The difficulty for any government that invokes a cloak of secrecy under the claim of “national security” is that it invites suspicion. Is the real agenda to conceal a blunder, to justify a violation of the law, or to pursue a political end?

Remember the famous phrase of Ronald Reagan? “If you knew what I knew.” That rang hollow a decade later when the US government trotted out the same justification for the military pursuit of Saddam Hussein’s alleged “weapons of mass destruction” in the absence of any overt evidence.

In our own corner of the world the tradition continues: on the grounds of “national security” the Australian government continues to refuse to discuss allegations that it engaged in eavesdropping on cabinet ministers of the government of Timor-Leste.

The need to speak truth to power

Into this debate come the journalists, those whose natural inquisitiveness aids their scepticism. Are there any ulterior purposes? Are governments exaggerating a threat in order to justify excessive countermeasures?

No-one is able to assess whether the claims are valid, and whether operations are a legitimate use of state power, unless the information is put under public scrutiny. Moreover, in the absence of reliable information, potentially damaging speculation is likely to fill the evidentiary gap.

So where do we go from here? One could suggest that media proprietors’ barristers should head to the High Court and argue that the law violates the freedom of political communication implied in the Constitution, especially if disclosure does not pose a disproportionate threat to public safety.

The legislation, however, does not give any assistance in this respect. And, in the case of Lodhi (2006) NSWSC 571, the NSW Supreme Court held that suppressing evidence such as this was not an unconstitutional restriction on freedom of speech.

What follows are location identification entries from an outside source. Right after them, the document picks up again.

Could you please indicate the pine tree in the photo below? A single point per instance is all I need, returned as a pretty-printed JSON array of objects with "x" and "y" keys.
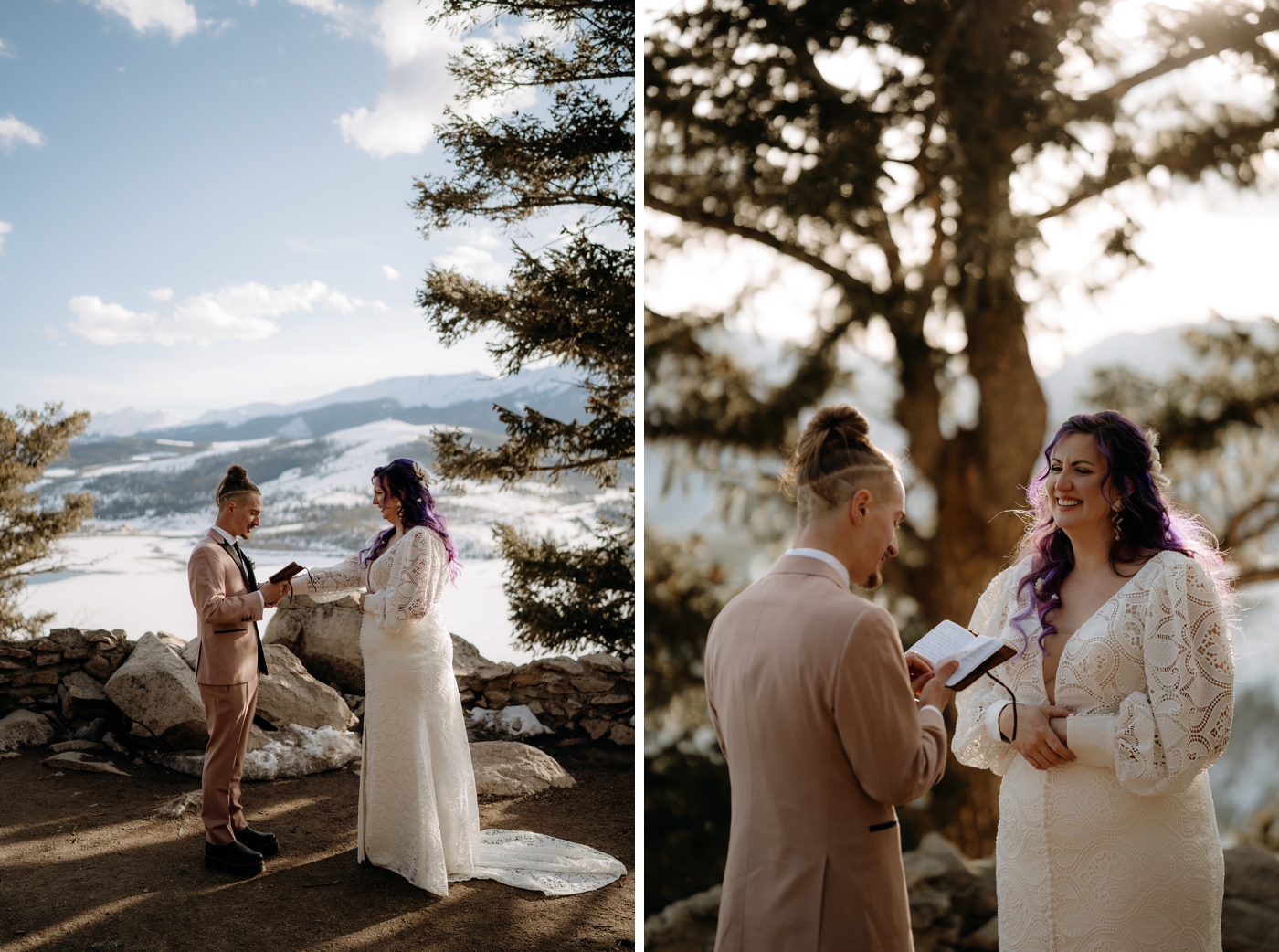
[
  {"x": 29, "y": 440},
  {"x": 573, "y": 302},
  {"x": 1218, "y": 427}
]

One could simply trust governments to do their job, and tell naysayers to desist. But we need to remember that, when officials are confident that they are not under scrutiny, it is not unfair (nor un-Australian) to suspect that some will exercise their power inappropriately. And to determine whether that has occurred we need transparency, not a wall of silence.

Governmental zeal, however justified by the pressures of the day, must be kept in check by the curiosity of a free press.